Aku tersenyum saat memandang Hujan dan Terbang, rencananya, berjalan sesuai dengan semua yang telah dibahas.
Kilasan Balik
“Aku sudah memikirkan sesuatu.” Kataku jadi mereka memandangku.
“Apa itu?” tanya Terbang jadi aku duduk di depan mereka dan kemudian menunjuk gambar Gelap.
“Pertama, kita akan mengambil Gelap.” Kataku jadi mereka mengerutkan kening.
“Bagaimana? Penjaga mereka menutup Penjara Bulan jadi aku yakin tidak mudah untuk mendapatkan Gelap.” Kata Terbang jadi aku tersenyum.
“Jadi kita akan melakukan rencana yang ada di pikiranku.” Kataku.
“Pertama, kita akan keluar dari ruangan ini, aku yakin, bahwa Laksamana Kepala akan mengumumkan untuk menyerahkan kita kepada murid-murid Cahaya Bulan.” Kataku jadi mereka tetap diam.
‘Ketika semua murid Cahaya Bulan menangkap kita, kita harus bertindak dan melarikan diri agar rencana kita tidak ketahuan. “Aku menambahkan lalu menarik napas dalam-dalam.
“Kedua, ke pengadilan, kita akan pergi ke sana karena itu adalah area terbuka, dan aku yakin semua murid Cahaya Bulan akan melewati area itu, mari kita serahkan mereka.” Kataku jadi mereka berdua saling memandang lalu memandangku.
“Apakah kau gila?” tanya Terbang.
“Apakah kita akan melarikan diri setelah kita menyerah?” tanyanya bengkok.
“Kita tidak akan lari Terbang, kita akan menipu mereka.” Kataku jadi dia semakin cemberut.
“Ketika kita terjebak, aku yakin Laksamana Kepala dan Admin Kepala akan ada di sana, jadi kita akan melepaskan keterampilan akting kita.” Kataku sebagai alasan untuk menghentikan mereka.
“Sudah berapa lama kita menjadi aktor?” tanya Hujan.
“Aku akan membawa mereka, seolah-olah aku akan kembali ke sisi mereka, dan membuat perjanjian antara aku dan laksamana.” Kataku.
“Apa kesepakatannya, Bulan?” tanya Hujan.
“Aku sebagai imbalan karena kalian keluar dari cahaya bulan.”
“Apa? Seolah-olah mereka akan setuju.”
“Itulah mengapa kita harus pandai berakting, kita harus membuat mereka terlihat seperti aku kembali kepada mereka.” Kataku lalu menarik napas dalam-dalam.
“Mereka akan membebaskan Gelap, dan kau akan membawanya keluar dari cahaya bulan, pergi ke sekolah tinggi Leviticus dan meminta bantuan.” Kataku jadi Terbang terkejut.
“Mereka adalah satu-satunya yang bisa membantu kita Terbang, jadi yakinkan mereka. Bukankah kau berasal dari sana? Aku tahu kau akan kembali ke sini bersama mereka. Aku percaya padamu.” Kataku dan tersenyum padanya.

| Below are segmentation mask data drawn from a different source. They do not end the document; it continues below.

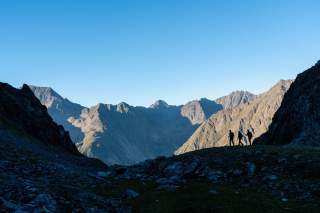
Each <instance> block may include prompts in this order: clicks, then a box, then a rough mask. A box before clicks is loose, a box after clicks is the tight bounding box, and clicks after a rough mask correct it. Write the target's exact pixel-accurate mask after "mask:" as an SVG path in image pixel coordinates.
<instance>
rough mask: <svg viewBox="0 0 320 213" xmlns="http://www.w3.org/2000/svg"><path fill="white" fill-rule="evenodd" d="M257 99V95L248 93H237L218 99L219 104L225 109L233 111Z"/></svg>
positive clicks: (242, 92)
mask: <svg viewBox="0 0 320 213" xmlns="http://www.w3.org/2000/svg"><path fill="white" fill-rule="evenodd" d="M255 98H256V95H254V94H252V93H250V92H247V91H235V92H232V93H230V94H229V95H227V96H223V97H221V98H218V99H216V100H215V101H216V102H217V103H218V104H221V105H222V106H223V108H224V109H231V108H234V107H236V106H239V105H240V104H245V103H248V102H251V101H252V100H254V99H255Z"/></svg>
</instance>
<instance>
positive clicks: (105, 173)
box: [97, 171, 111, 178]
mask: <svg viewBox="0 0 320 213" xmlns="http://www.w3.org/2000/svg"><path fill="white" fill-rule="evenodd" d="M110 175H111V172H102V171H99V172H97V176H99V177H102V178H106V177H109V176H110Z"/></svg>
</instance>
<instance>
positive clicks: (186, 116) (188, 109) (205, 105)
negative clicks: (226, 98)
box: [181, 98, 223, 125]
mask: <svg viewBox="0 0 320 213" xmlns="http://www.w3.org/2000/svg"><path fill="white" fill-rule="evenodd" d="M222 109H223V106H222V105H220V104H217V103H216V102H214V101H210V100H208V99H206V98H202V99H200V100H195V101H190V102H188V103H187V104H185V105H184V106H182V108H181V115H182V116H184V117H186V118H188V120H189V121H190V122H191V123H192V124H193V125H197V124H201V123H202V122H204V121H205V120H206V119H207V118H209V117H210V116H211V115H212V114H214V113H216V112H218V111H219V110H222Z"/></svg>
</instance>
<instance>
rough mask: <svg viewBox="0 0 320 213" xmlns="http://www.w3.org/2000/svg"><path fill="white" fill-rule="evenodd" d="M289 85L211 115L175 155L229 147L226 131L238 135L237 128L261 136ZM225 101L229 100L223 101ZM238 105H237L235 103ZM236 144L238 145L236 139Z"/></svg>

“Apakah kau sudah selesai? Apakah kau akan tetap di sini? Bulan bagaimana jika mereka melakukan sesuatu yang buruk padamu?” tanya Terbang.
“Selama Zero tidak hidup, mereka tidak bisa melakukan hal buruk terhadapku.” Kataku lalu memegang tangan Terbang.
“Aku tahu kau bisa meyakinkan sekolah tinggi Leviticus, jadi kita akan melakukannya untuk mengakhiri semuanya.” Kataku dan tersenyum padanya.